Descartes’ Error is Damasio’s explanation of why. It probes fascinating territory, looking at how our bodies, emotions, environment and brain all make up our “mind” and our ability to make valid decisions. They are inextricably linked in a network of feedback and feed-forward loops. Damasio doesn’t pull any punches, going into detail about the neurological and biological mechanisms, but he does so in a lucid and elegant writing style. 

Influence: The Psychology of Persuasion – Robert Cialdini 

Cialdini starts with a rather bizarre example of a conditioned response from the animal world. A turkey hen is programmed to protect her chicks when they cheep. If a turkey chick is cheeping, the hen is a model mom, gathering, nurturing and protecting her young. If the chick isn’t cheeping, the mom will ignore it and will sometimes even kill it. The hen is conditioned to respond to the cheeping. But it gets more bizarre. The cheeping is the only thing the hen responds to. It doesn’t really care what is cheeping. Experimenters put a small recording playing the cheeping sound inside a stuffed polecat, a natural enemy of turkeys, and dragged it towards the turkey. Without the recording, the polecat was attacked with a fury. But with the recording, it was gathered to the turkey’s breast and protected.  
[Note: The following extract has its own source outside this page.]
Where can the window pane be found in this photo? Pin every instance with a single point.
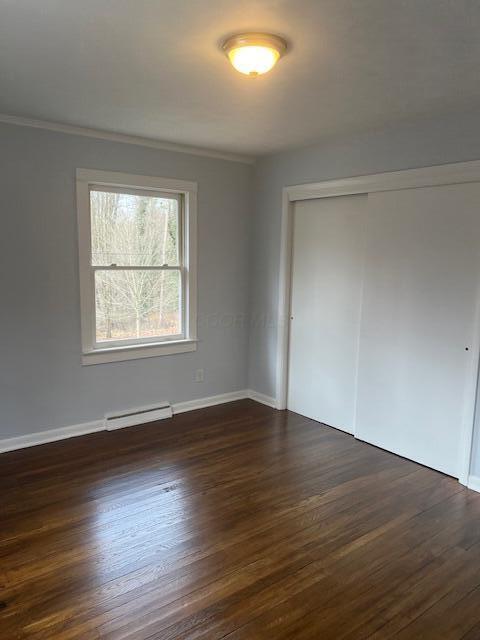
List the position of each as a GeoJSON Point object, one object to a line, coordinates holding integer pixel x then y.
{"type": "Point", "coordinates": [137, 304]}
{"type": "Point", "coordinates": [133, 230]}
Before we get too smug in differentiating ourselves from the easily duped turkey, Cialdini finds several examples where humans have similarly conditioned responses to certain situations and behaviors. Cialdini calls it the “click, whirr” response, where we have scripts that automatically play out when the right buttons are pushed. Through the years, salespeople and con men (Cialdini euphemistically calls them “compliance professionals”) have learned to activate these conditioned responses by setting up the right situations. He draws on examples as diverse as the Hare Krishna’s and how the Chinese brainwashed American prisoners of war. After reading this book, you’ll never buy a car in quite the same way again. And heaven help the time share sales person that manages to rope you into one of their pitches. You may start seeking them out, just for the fun of it.  

Cialdini’s tone is lighter than Damasio’s, but he’s no less diligent in doing his homework. He cites numerous studies and provides examples that are easy to relate to. And he does it with a self effacing and engaging humor.  

There are two to get you started. I’ve got a book shelf filled with other candidates, so I’ll probably loop back in a few months and stock up your reading list again. In the meantime, if any of you readers have suggestions of books that probe the why’s, please take a moment to share them with a quick blog post on Mediapost.